In januari bezocht ik een conferentie in Berlijn. Zoals dat nog kan in Duitsland, spraken de Duitsers Duits en alle andere mensen Engels. Bij de ingang van de zaal kon je in ruil voor een pasje met foto van jezelf een koptelefoon krijgen om de simultaanvertaling te volgen. Hoewel mijn Duits verre van goed is heb ik de service niet gebruikt. Het luisteren naar een simultaanvertaling is gewoonweg irritant; de spreker hoor je nog door de audio heen, die staat immers een tiental meter voor je en het gaat hier echt niet om geluiddichte koptelefoons. Maar ik durf ook wel te beweren dat ik begreep wat er gezegd werd, wat iets anders kan zijn dan dat ik het verstond. ‘Hoe komt het toch dat het zo makkelijk is om een Duitse presentatie te volgen en haast onmogelijk om een Duits artikel te lezen?’ vroeg ik na afloop aan een Berlijnse kennis. Hij hoefde niet lang na te denken. ‘Iedereen denkt dat-ie moet schrijven als Adorno.’ Hij doelde (denk ik) op van die Duitse tangconstructies, u weet wel, zinnen die inderdaad ook een Duitser niet zomaar uit zijn mouw schudt tijdens een presentatie voor een groot publiek. Of de sprekers expliciet waren geïnstrueerd om niet voor te lezen maar hun verhaal min of meer te vertellen aan het publiek, weet ik niet, maar dat is wel wat ze deden. Ze waren met ons bezig, koptelefoon of niet.

2.

Nu had ik onlangs aan Adorno en het schrijven moeten denken, maar dan op een heel andere manier.

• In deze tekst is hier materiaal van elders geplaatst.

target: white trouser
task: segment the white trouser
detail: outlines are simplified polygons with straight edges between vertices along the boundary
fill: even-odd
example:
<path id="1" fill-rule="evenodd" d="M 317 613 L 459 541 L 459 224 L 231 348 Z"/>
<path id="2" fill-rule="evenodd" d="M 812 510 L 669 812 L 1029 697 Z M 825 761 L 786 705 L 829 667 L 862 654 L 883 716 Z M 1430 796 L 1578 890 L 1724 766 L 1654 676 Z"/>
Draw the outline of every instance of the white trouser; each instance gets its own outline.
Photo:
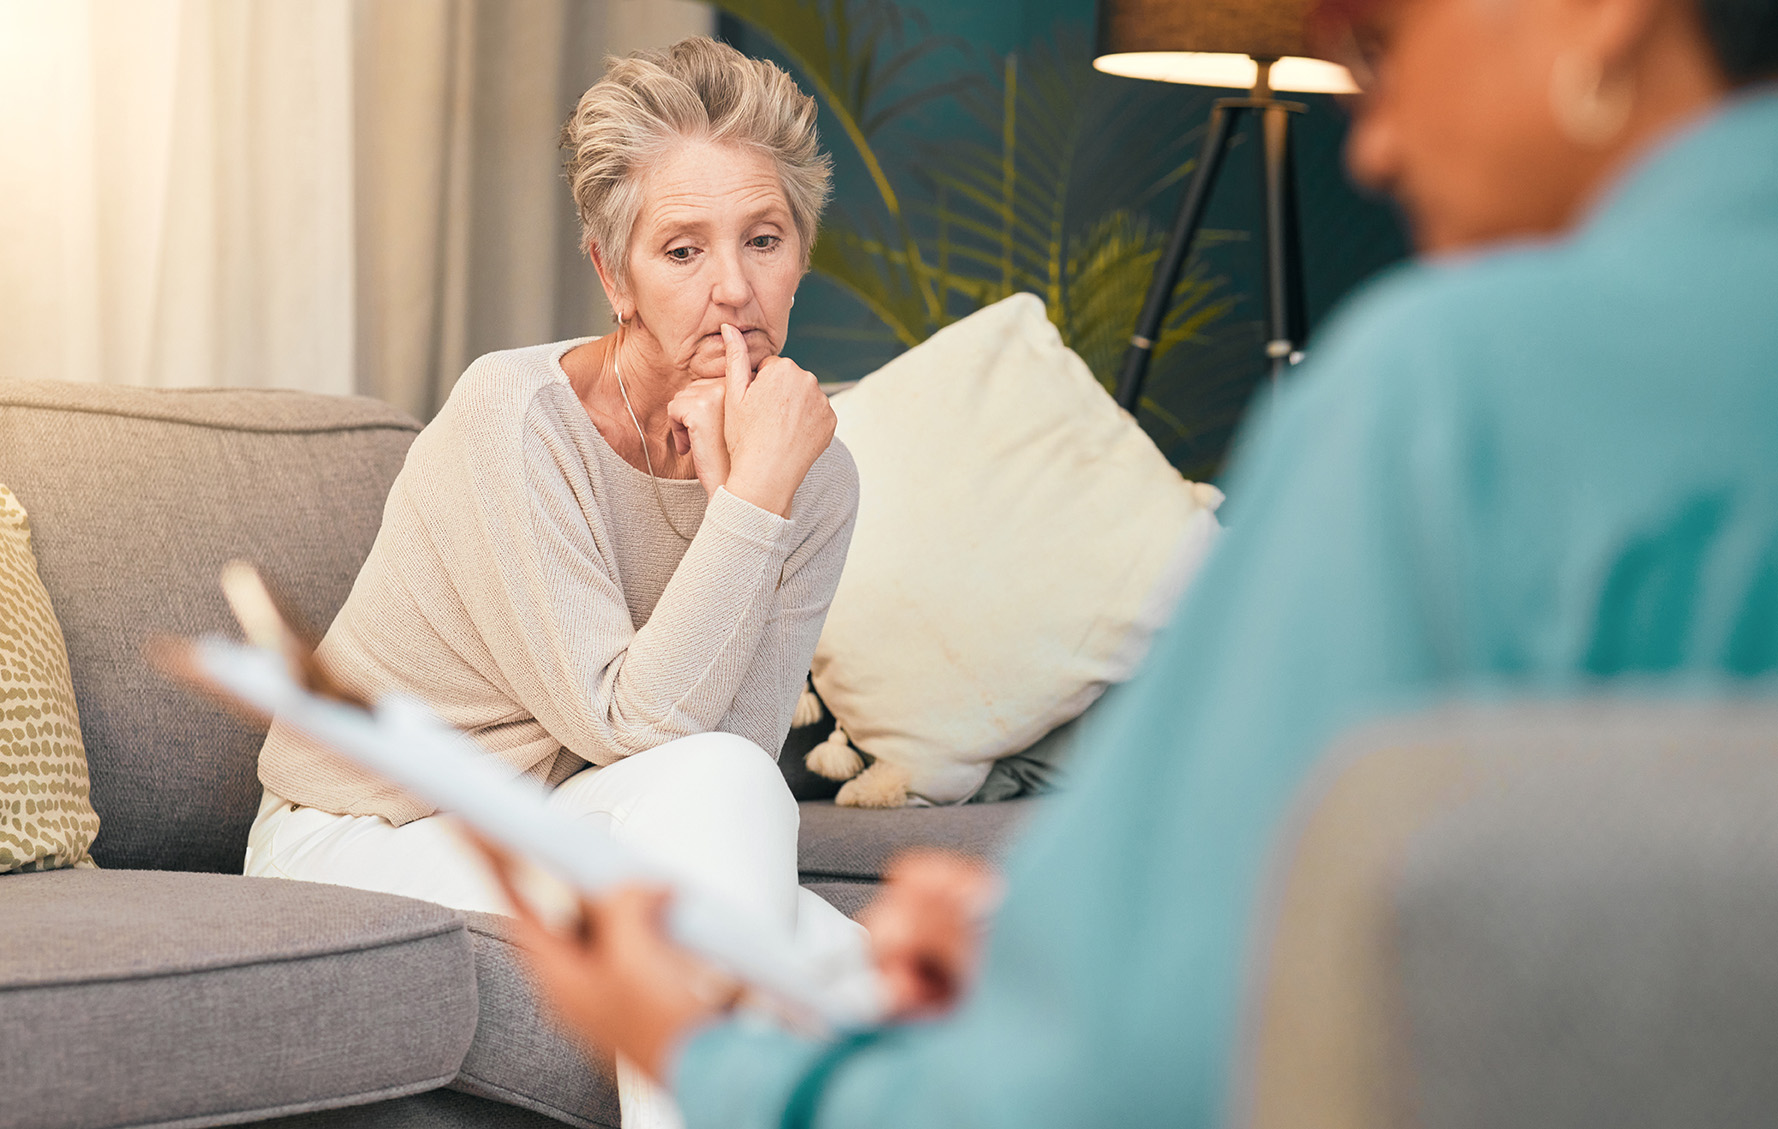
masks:
<path id="1" fill-rule="evenodd" d="M 823 965 L 856 969 L 868 960 L 863 928 L 797 885 L 796 801 L 777 764 L 744 737 L 704 733 L 583 769 L 550 804 L 783 922 L 802 951 L 822 954 Z M 245 872 L 510 912 L 480 856 L 437 817 L 396 827 L 379 816 L 297 807 L 267 792 L 247 835 Z M 617 1068 L 624 1129 L 680 1124 L 668 1094 L 627 1061 Z"/>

De Adorno van het essay, die tegen het ideologische zenden was, voor wie het essay noch ‘een eerste principe, noch een laatste’ had (Engelse pdf). Het essay als een verzameling lapidaria, brokstukken, nooit helemaal af, altijd met open eindjes, zodat het zich alleen al in de vorm verzet tegen dogma’s. Maar blijkbaar, als ik mijn kennis volgde (die overigens had gestudeerd in Frankfurt, de thuisplaats van Adorno en de Frankfurter Schule), was Adorno inmiddels zelf verstard tot een dogma, een voorbeeld dat alleen maar middelmatige en nodeloos ingewikkelde teksten tot gevolg had.

3.

Hoe ontsnap je aan het zenden, waarbij je een punt overbrengt met de vanzelfsprekendheid van Waarheid, een vanzelfsprekendheid die de relativiteit van Waarheid verhult? En hoe te ontsnappen zonder meteen te vervallen in onbegrijpelijkheid of al dan niet figuurlijke tangconstructies? Het is een vraag die zich vaak aan me opdringt op een concrete plek: het klaslokaal. In de pauze van een van mijn lessen hoorde ik mijn studenten praten over een mededocent van de minor waarin ik les geef: Filosofie in een postdigitale wereld. Ik spitste blijkbaar vrij duidelijk mijn oren, want een van de studentes keek me aan zei: ‘Ja, mevrouw, hij is gewoon echt zo’n docent waar je thuis bij het avondeten over vertelt (de meeste studenten wonen nog thuis). Hij begint te praten en een paar uur later is het college opeens voorbij!’ Ik geloof meteen dat mijn collega een meeslepende orator is. Maar ergens stak het wel. Ik was dus niet de docent over wie je thuis bij het avondeten vertelt. Aan de andere kant was ik blij, want wat ik nastreef in mijn lessen is niet oreren maar verwarring zaaien. Natuurlijk, kennisoverdracht is ook belangrijk (en dat is niet zo vanzelfsprekend meer in het onderwijs) – maar voor mij hoort verwarring ook bij kennis. Zonder verwarring geen filosofie.

4.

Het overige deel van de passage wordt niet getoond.